Quelques mois après le manga Butterfly Beast qui s’était terminé en deux tomes, la suite arrive dans une nouvelle série qui devrait, elle, se tenir en cinq tomes. On y retrouve la même héroïne, Ocho, chasseuse de shinobis qui sont passés du mauvais côté et qui déshonorent leur fonction autrefois officielle. J’ai été conquis par la première série, et je ne vous cache pas que j’attendais avec impatience cette suite.
Cette critique a été écrite suite à l’envoi d’exemplaires par l’éditeur.

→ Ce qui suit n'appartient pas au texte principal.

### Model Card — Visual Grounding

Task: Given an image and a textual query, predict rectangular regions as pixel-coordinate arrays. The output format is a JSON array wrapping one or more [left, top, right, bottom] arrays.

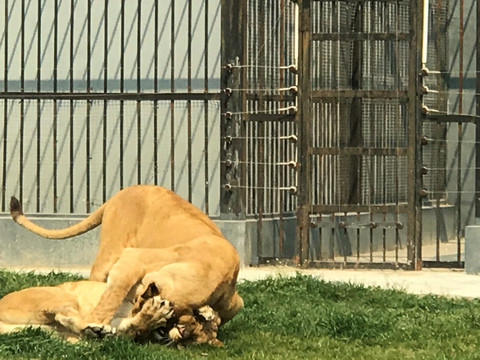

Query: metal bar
[[220, 0, 246, 214], [425, 114, 480, 126], [170, 0, 175, 191], [242, 113, 295, 122], [254, 0, 268, 228], [475, 1, 480, 219], [52, 0, 58, 213], [308, 147, 408, 156], [203, 0, 210, 215], [102, 0, 109, 202], [85, 0, 92, 214], [296, 0, 314, 265], [312, 89, 408, 103], [407, 0, 423, 270], [0, 88, 221, 101], [19, 0, 25, 202], [259, 257, 411, 270], [456, 0, 464, 262], [187, 1, 193, 202], [346, 2, 363, 204], [153, 0, 158, 184], [119, 0, 125, 189], [137, 0, 142, 184], [2, 0, 7, 212], [312, 203, 409, 213], [69, 0, 75, 213], [312, 32, 410, 42], [36, 0, 42, 212]]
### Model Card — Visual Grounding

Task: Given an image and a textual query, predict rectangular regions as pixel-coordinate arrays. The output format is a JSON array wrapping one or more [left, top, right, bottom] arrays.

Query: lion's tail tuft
[[10, 196, 23, 221]]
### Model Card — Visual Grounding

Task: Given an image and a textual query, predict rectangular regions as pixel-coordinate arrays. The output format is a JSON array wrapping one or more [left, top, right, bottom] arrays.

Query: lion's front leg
[[117, 295, 173, 338], [87, 249, 145, 325]]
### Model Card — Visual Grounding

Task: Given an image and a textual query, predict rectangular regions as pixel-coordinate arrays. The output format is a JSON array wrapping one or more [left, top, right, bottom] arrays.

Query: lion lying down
[[0, 280, 222, 346], [0, 236, 243, 345], [8, 185, 243, 342]]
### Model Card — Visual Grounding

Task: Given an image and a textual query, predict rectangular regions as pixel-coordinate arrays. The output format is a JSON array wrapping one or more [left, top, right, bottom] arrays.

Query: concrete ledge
[[465, 225, 480, 274]]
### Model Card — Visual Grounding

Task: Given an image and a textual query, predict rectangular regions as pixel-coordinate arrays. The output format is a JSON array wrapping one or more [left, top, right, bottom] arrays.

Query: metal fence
[[0, 0, 220, 214], [0, 0, 475, 267]]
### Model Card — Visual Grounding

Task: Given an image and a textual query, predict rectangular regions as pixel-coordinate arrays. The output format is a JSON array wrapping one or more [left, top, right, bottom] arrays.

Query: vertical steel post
[[220, 0, 247, 219], [296, 0, 312, 266], [407, 0, 423, 270]]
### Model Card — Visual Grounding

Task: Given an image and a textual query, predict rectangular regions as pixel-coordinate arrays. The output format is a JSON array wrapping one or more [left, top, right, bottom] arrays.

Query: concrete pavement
[[5, 266, 480, 298], [239, 266, 480, 298]]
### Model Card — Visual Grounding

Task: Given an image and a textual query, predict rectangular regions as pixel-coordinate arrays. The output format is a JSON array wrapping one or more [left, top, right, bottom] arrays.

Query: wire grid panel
[[312, 1, 409, 211], [0, 0, 221, 215], [0, 100, 220, 214]]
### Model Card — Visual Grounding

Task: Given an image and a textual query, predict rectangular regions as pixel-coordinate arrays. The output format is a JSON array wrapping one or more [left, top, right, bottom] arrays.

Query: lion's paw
[[82, 324, 117, 339], [197, 305, 217, 321], [137, 296, 173, 328]]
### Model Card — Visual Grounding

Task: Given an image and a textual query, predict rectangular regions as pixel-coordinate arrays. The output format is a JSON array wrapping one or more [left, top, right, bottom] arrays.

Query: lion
[[10, 185, 227, 281], [0, 280, 174, 342], [0, 280, 222, 346], [80, 236, 243, 340], [10, 185, 243, 344]]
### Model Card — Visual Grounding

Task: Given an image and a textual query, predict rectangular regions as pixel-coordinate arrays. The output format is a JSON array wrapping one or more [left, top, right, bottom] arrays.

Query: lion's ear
[[142, 283, 160, 299]]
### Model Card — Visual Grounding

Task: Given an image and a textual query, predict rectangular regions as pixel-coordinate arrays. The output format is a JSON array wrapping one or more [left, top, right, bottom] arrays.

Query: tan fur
[[0, 281, 106, 337], [11, 185, 243, 343], [0, 280, 173, 341], [10, 185, 225, 281], [88, 236, 243, 330]]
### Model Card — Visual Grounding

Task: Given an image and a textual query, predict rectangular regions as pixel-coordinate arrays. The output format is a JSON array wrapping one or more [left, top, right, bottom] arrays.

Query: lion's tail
[[10, 196, 107, 239]]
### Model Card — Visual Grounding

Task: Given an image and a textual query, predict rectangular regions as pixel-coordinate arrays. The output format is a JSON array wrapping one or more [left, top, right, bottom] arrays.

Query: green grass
[[0, 272, 480, 360]]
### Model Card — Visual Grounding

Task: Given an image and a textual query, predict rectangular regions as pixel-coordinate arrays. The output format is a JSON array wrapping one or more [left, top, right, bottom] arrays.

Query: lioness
[[80, 236, 243, 330], [0, 280, 173, 341], [0, 280, 222, 346], [10, 185, 228, 281], [11, 185, 243, 344]]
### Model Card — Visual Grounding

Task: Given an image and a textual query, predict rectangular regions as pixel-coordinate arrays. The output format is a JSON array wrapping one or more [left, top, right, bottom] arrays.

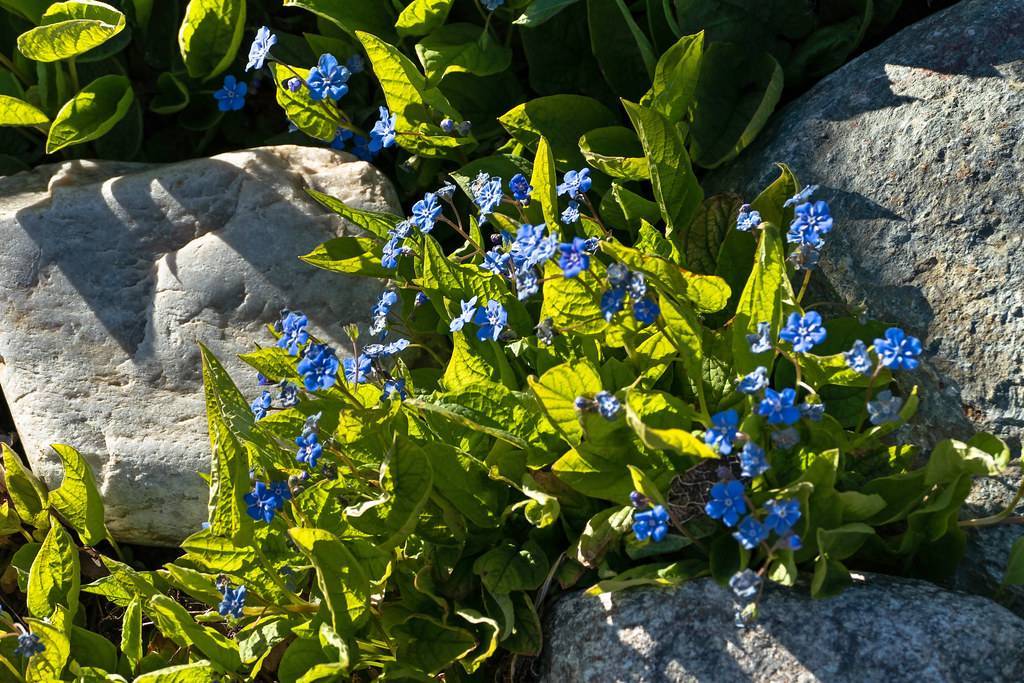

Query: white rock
[[0, 145, 398, 544]]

« 1635, début de l’ère Edo. Ocho a enfin retrouvé Kazuma, l’ancien compagnon d’armes qu’elle s’était juré de traquer. La kunoichi ne trouve cependant pas la force de l’arrêter et ce dernier parvient à lui échapper. Tandis que la paix règne enfin, des shinobis laissés pour compte sévissent encore et mènent une guerre de l’ombre aux « chasseurs » du gouvernement chargés de les éliminer. Ocho parviendra-t-elle à mettre fin aux sombres desseins de celui qu’elle a tant aimé ? Et où la mènera cette vie de combats sans fin ? » (Mangetsu)

Une narration affinée
Cette nouvelle série nous remet vite dans l’action. On y redécouvre Ocho au moment où elle commence à traquer un homme qui semble assassiner les clients d’une courtisane dont il est tombé amoureux. Une histoire tragique, à l’image d’une mélancolie qui ne cesse de se dégager de l’héroïne, où la cruauté humaine se mêle à un amour devenu possessif et violent, n’ayant ainsi plus rien d’amour. Plus encore que ses proies, la chasseuse apparaît faillible, loin, finalement, de la femme froide, calculatrice et intransigeante que l’on avait découvert dans la première série. On sent qu’elle a gagné en épaisseur, en maturité mais aussi en subtilité, elle qui se laisse enfin prendre par des sentiments qui remontent soudainement. Cela donne au personnage une humanité inattendue, plus forte que ce à quoi l’on pouvait s’attendre, et donne ainsi une dimension intéressante à l’histoire. Car elle n’en reste pas moins une assassine qui doit être sans pitié, dont le rapport à l’humanité se limite à celui de rendre honneur à un pouvoir déchu.
Ce regard plus profond sur les états d’âme de Ocho permet à l’autrice Yuka Nagate d’aborder son histoire avec plus de nuance, en y incorporant des réflexions plus poussées sur le rôle d’Ocho et de sa « confrérie », et sur le sens de ces meurtres à répétition censés laver l’honneur d’un pouvoir d’autre fois qui comptait encore sur les shinobis. A certains égards, la solitude de l’héroïne et son questionnement sur sa place peut rappeler certains chapitres de Lone Wolf & Cub, que j’ai enfin commencé récemment, et a indubitablement marqué et inspiré des générations entières d’auteur·ice·s. Cette similarité se trouve à la fois dans le côté inévitable du personnage, qui arrive toujours à ses fins et qui inspire la crainte, mais aussi et surtout dans ses réflexions sur le sens de sa quête. Le manga se permet en outre de s’intéresser à la question des chrétiens du Japon, persécutés par le Shogunat, donnant une dimension politique au récit avec des personnages qui se révèlent sous un autre angle et qui montrent que derrière les questions d’honneur, il y a surtout des considérations politiques qui ne s’embarrassent pas trop de l’humain·e.

L’envie d’en voir plus
Cela apporte une nouvelle dimension à l’intrigue, qui n’en devient que plus solide, plus forte émotionnellement, à tel point que l’on se met à attendre avec impatience la suite d’un récit qui semble capable d’aller au-delà de la séduction et de la sensualité inhérente à son personnage principal. Si Yuka Nagate peine encore à montrer des décors plus fouillés, elle fait quelque chose d’assez exceptionnel et de très fin sur les visages, aux expressions marquantes, entre la crainte et la surprise, la haine et la mélancolie. Les expressions sont aussi nombreuses et subtiles que son écriture, toujours intéressante dans les derniers dialogues qui interviennent avant un affrontement ou une exécution.
C’est un retour en force pour Butterfly Beast II, un manga que j’attendais avec impatience après avoir été captivé par la première série Butterfly Beast sortie l’année dernière. Yuka Nagate y maîtrise toujours aussi bien son récit, en se permettant même de l’amener sur des terrains que l’on n’imaginait pas et en offrant à son héroïne plus d’envergure. C’est assez simple : Butterfly Beast II fait tout mieux que le premier.